Ciencia de los datos

Con el objetivo de explorar la diversidad genética, evolución, estructura poblacional, mecanismo de patogenicidad, mecanismos de respuesta a estreses bióticos y abióticos, mapeo genético y mapeo por asociación de caracteres de importancia agrícola y forestal, los equipos del INTA se enfocan en el desarrollo de nuevas metodologías de genómica y bioinformática.

Por su expertise, Rivarola aborda el desarrollo y adopción de herramientas bioinformáticas que se aplican al mejoramiento de especies como girasol, soja y sorgo con el foco puesto en la respuesta al estrés biótico –provocado por una plaga o enfermedad–, abiótico –causado por sequía o inundación–, así como procesos fisiológicos que afectan el rendimiento como la senescencia y el brotado precosecha.
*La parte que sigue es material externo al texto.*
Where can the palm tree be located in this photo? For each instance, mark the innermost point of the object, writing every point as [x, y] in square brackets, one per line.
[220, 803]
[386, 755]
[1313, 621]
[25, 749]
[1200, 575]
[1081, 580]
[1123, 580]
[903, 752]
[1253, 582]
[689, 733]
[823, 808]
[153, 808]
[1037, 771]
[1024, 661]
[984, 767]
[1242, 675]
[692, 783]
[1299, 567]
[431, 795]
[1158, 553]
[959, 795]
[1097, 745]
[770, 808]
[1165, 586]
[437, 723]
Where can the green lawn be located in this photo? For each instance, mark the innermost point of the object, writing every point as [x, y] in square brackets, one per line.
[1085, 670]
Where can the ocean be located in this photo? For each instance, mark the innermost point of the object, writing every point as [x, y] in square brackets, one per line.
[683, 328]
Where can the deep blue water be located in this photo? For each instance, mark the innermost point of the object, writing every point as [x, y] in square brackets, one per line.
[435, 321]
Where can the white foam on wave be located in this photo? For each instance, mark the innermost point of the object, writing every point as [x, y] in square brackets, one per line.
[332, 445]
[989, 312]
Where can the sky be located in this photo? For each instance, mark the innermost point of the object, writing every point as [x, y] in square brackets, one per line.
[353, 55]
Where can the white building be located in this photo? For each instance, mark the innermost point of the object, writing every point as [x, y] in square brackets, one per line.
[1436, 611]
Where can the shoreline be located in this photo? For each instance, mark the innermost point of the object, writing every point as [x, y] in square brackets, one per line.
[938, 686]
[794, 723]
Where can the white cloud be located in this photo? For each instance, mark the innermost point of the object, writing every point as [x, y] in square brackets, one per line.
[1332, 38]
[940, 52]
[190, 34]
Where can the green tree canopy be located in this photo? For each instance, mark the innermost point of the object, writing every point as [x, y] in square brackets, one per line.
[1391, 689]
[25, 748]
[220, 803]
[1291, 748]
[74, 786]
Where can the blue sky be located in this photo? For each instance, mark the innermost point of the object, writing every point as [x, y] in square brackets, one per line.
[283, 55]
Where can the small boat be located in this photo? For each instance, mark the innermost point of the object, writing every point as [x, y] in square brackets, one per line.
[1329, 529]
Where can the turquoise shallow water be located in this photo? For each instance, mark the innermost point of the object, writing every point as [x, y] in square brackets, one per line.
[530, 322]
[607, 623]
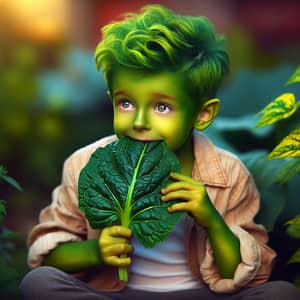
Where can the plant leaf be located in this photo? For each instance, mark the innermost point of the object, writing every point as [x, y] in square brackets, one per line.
[288, 147]
[290, 169]
[121, 185]
[280, 108]
[295, 257]
[295, 77]
[12, 182]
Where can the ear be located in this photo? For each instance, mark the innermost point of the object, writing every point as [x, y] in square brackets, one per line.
[207, 113]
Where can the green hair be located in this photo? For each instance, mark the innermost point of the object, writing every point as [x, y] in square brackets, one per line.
[158, 39]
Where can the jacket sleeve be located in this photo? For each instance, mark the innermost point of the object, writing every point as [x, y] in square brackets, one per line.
[238, 206]
[61, 221]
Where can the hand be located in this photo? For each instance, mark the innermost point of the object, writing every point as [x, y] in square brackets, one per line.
[194, 196]
[114, 245]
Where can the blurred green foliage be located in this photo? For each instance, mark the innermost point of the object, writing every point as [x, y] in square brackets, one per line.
[9, 273]
[235, 130]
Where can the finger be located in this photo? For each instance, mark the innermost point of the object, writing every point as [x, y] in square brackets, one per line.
[179, 185]
[118, 261]
[182, 195]
[116, 250]
[178, 207]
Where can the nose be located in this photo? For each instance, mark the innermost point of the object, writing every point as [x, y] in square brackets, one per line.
[141, 121]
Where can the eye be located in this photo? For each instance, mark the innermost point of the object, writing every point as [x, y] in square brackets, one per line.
[162, 108]
[125, 105]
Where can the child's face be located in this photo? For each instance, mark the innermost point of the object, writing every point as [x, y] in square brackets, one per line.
[153, 106]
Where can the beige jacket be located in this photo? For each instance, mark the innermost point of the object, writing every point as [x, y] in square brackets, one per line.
[230, 188]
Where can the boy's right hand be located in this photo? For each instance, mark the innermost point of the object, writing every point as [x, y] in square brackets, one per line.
[114, 242]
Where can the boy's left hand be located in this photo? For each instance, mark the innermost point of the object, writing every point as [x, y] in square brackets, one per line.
[194, 196]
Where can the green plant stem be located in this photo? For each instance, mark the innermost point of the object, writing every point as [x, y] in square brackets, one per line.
[123, 274]
[125, 219]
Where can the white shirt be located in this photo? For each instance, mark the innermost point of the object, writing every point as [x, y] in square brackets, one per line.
[164, 267]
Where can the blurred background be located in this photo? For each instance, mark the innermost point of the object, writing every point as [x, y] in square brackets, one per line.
[53, 101]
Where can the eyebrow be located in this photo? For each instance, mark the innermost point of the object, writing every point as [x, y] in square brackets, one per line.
[120, 92]
[156, 95]
[164, 96]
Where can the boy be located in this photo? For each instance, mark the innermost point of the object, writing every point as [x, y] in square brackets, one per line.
[162, 72]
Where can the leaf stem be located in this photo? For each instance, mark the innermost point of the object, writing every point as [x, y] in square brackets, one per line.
[125, 218]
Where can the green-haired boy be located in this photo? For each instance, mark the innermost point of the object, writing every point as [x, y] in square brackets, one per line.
[162, 72]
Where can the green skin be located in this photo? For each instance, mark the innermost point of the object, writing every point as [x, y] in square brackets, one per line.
[157, 106]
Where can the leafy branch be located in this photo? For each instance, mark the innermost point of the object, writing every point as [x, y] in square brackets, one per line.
[283, 107]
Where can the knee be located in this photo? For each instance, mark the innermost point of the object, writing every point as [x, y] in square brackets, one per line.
[38, 281]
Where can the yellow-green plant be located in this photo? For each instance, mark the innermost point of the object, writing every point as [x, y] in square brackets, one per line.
[283, 107]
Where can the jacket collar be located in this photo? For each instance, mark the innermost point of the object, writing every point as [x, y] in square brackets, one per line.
[207, 167]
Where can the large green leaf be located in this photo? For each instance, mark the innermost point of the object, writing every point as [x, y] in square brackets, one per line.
[121, 185]
[288, 147]
[280, 108]
[295, 77]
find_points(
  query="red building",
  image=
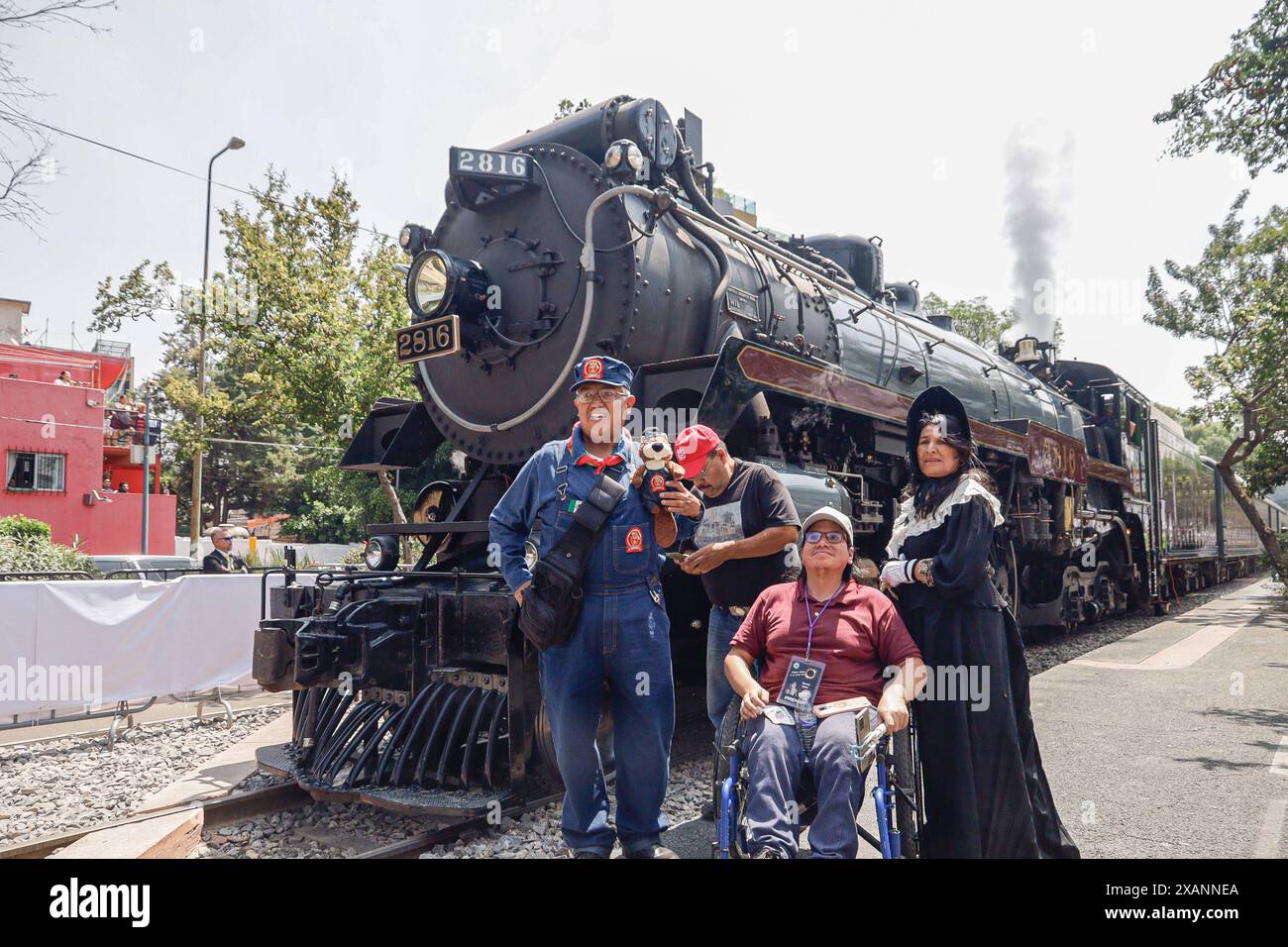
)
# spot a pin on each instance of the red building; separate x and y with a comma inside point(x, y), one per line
point(60, 450)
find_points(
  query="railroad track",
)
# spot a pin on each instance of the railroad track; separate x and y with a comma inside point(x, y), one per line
point(217, 812)
point(240, 806)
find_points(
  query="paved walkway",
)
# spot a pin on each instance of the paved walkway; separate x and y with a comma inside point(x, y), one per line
point(1173, 742)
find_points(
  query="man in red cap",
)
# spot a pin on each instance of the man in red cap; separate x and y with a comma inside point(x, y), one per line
point(745, 544)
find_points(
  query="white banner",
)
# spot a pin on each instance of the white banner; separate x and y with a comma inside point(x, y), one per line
point(82, 644)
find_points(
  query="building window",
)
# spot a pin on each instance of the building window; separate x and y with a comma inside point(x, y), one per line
point(30, 472)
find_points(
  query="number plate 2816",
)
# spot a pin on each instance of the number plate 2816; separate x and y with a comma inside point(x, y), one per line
point(441, 337)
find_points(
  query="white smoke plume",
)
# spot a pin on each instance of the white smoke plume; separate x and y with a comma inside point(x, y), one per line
point(1038, 183)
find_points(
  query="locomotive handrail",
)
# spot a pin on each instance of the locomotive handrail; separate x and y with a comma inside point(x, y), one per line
point(787, 260)
point(349, 574)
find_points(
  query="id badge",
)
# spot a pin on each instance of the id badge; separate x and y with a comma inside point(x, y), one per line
point(781, 715)
point(800, 685)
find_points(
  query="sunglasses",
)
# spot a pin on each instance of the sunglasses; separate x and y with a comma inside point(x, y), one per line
point(604, 398)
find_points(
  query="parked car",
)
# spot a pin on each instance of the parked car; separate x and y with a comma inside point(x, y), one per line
point(158, 569)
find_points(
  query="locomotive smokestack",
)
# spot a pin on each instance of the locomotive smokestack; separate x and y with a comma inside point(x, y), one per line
point(1034, 172)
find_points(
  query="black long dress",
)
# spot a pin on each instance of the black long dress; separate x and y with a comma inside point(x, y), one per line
point(986, 792)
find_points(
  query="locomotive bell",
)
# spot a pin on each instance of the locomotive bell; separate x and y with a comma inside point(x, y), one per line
point(1026, 351)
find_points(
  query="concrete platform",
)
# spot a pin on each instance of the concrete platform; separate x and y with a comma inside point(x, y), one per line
point(165, 836)
point(1173, 742)
point(222, 772)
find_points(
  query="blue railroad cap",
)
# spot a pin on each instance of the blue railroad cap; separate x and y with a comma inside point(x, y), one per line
point(601, 368)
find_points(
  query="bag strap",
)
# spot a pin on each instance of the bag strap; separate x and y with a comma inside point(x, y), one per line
point(571, 552)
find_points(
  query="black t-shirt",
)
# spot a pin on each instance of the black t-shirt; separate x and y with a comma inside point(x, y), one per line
point(754, 501)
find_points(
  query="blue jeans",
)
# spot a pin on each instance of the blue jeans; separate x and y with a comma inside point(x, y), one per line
point(721, 628)
point(622, 637)
point(774, 762)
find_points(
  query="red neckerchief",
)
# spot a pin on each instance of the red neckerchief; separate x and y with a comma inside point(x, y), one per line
point(587, 457)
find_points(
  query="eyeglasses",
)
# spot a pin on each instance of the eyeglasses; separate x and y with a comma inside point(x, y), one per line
point(604, 397)
point(833, 536)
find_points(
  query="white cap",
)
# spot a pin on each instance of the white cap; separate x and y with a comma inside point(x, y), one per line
point(833, 515)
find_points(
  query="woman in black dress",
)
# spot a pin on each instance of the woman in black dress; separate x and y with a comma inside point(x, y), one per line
point(986, 793)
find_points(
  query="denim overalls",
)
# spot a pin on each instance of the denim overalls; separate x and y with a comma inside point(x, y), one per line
point(622, 637)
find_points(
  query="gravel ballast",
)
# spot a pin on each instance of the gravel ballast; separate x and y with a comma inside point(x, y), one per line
point(73, 783)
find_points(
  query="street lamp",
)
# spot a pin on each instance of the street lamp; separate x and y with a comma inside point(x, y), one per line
point(194, 513)
point(147, 389)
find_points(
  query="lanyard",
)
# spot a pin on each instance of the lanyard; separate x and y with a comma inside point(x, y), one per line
point(814, 618)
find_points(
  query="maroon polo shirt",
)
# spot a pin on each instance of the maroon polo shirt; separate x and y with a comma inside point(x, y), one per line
point(858, 635)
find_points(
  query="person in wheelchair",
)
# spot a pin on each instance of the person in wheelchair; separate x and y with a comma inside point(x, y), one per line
point(822, 639)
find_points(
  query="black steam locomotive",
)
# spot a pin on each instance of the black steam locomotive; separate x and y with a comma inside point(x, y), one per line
point(601, 234)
Asimismo, la Unidad de Bioinformática del INTA lleva adelante estudios genómicos en especies de interés para la producción de madera (eucaliptos, especies forestales nativas) y frutales (pecan) junto con Susana Marcuchi –especialista del Instituto de Biotecnología del INTA–, Susana Torales –especialista del Instituto de Recursos Biológicos del INTA– e investigadores de las estaciones experimentales Bariloche –Río Negro–, Famaillá –Tucumán–, Montecarlo –Misiones–, Delta –Buenos Aires– y el Instituto de Fisiología y Recursos Genéticos Vegetales (IFRGV), entre otros.

“Apuntamos al desarrollo y utilización de marcadores genéticos útiles para asistir a los programas de mejoramiento en vigencia, aportando a la caracterización de los recursos genéticos, análisis de las poblaciones de mejora y producción, caracterización y conservación de la diversidad”, afirmó Rivarola.